Deletion of PDK1 in oligodendrocyte lineage cells causes white matter abnormality and myelination defect in the central nervous system

PDK1 (3-Phosphoinositide dependent protein kinase-1) is a member in the PI3K (phosphatidylinositol 3 kinase) pathway and is implicated in neurodevelopmental disease with microcephaly. Although the role of PDK1 in neurogenesis has been broadly studied, it remains unknown how PDK1 may regulate oligogenesis in the central nervous system (CNS). To address this question, we generated oligodendrocyte (OL) lineage cells specific PDK1 conditional knockout (cKO) mice.
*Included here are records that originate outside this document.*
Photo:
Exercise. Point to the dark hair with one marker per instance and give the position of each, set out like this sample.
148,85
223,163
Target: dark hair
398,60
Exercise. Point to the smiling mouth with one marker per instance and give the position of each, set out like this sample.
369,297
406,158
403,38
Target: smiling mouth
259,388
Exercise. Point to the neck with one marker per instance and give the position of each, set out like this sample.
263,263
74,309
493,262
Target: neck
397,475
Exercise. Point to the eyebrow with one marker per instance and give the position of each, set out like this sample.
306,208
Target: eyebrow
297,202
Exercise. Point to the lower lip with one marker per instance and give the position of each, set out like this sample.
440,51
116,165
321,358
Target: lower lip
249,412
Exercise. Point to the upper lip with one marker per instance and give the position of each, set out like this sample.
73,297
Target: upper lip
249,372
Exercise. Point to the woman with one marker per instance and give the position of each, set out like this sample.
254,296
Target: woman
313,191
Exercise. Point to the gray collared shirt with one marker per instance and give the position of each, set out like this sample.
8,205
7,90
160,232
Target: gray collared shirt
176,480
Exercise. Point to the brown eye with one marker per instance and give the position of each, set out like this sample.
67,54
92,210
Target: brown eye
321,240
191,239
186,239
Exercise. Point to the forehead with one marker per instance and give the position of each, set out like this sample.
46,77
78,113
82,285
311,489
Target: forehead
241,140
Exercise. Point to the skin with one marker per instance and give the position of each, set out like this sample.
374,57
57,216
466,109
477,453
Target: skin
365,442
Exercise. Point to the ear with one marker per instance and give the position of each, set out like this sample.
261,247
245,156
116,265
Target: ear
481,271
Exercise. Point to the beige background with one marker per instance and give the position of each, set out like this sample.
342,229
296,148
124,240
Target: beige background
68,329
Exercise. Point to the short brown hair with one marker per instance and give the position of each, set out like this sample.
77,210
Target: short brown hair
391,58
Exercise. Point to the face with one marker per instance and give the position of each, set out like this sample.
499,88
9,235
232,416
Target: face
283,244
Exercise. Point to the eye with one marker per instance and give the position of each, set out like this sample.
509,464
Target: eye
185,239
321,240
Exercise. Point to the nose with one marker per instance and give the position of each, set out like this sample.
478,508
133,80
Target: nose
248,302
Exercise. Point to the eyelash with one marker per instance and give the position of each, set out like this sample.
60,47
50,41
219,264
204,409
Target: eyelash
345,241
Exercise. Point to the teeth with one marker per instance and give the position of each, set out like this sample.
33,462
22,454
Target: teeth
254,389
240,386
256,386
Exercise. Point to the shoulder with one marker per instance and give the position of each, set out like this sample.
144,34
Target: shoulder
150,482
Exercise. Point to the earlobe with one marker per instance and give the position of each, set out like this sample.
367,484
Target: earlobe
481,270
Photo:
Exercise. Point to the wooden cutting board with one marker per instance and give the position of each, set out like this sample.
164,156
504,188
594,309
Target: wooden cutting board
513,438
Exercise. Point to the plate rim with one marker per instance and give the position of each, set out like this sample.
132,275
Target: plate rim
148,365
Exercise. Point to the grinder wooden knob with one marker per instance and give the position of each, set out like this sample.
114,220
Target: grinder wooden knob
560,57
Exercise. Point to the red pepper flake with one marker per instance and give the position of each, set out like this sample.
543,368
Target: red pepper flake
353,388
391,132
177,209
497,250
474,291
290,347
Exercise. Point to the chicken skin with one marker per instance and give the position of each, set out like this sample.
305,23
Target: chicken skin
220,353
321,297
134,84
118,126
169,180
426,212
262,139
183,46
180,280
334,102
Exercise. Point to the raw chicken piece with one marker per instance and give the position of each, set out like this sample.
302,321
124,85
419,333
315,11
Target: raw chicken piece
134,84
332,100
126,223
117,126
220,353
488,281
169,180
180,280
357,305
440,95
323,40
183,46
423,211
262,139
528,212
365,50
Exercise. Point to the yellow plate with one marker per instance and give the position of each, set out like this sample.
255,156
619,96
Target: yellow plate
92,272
We find that PDK1 cKOs display abnormal white matter (WM), massive loss of mature OLs and severe defect in myelination in the CNS. In contrast, these mutants exhibit normal neuronal development and unchanged apoptosis in the CNS. We demonstrate that deletion of PDK1 severely impairs OL differentiation. We show that genetic or pharmacological inhibition of PDK1 causes deficit in the mammalian target of rapamycin (mTor) signaling and down-regulation of Sox10. Together, these results highlight a critical role of PDK1 in OL differentiation during postnatal CNS development. •Deletion of PDK1 in oligodendrocyte lineages causes myelination defect and loss of mature OLs in the central nervous system.•Deletion of PDK1 in oligodendrocyte lineages leads to severe impairment in oligodendrocyte differentiation.•Deletion of PDK1 results in down-regulation of Sox10 in the white matter. Pharmacological inhibition of PDK1 significantly reduces Sox10 levels in an oligodendroglial cell line.•PDK1 controls oligodendrocyte differentiation through regulation on the expression of Sox10 and oligodendrocyte-specific genes.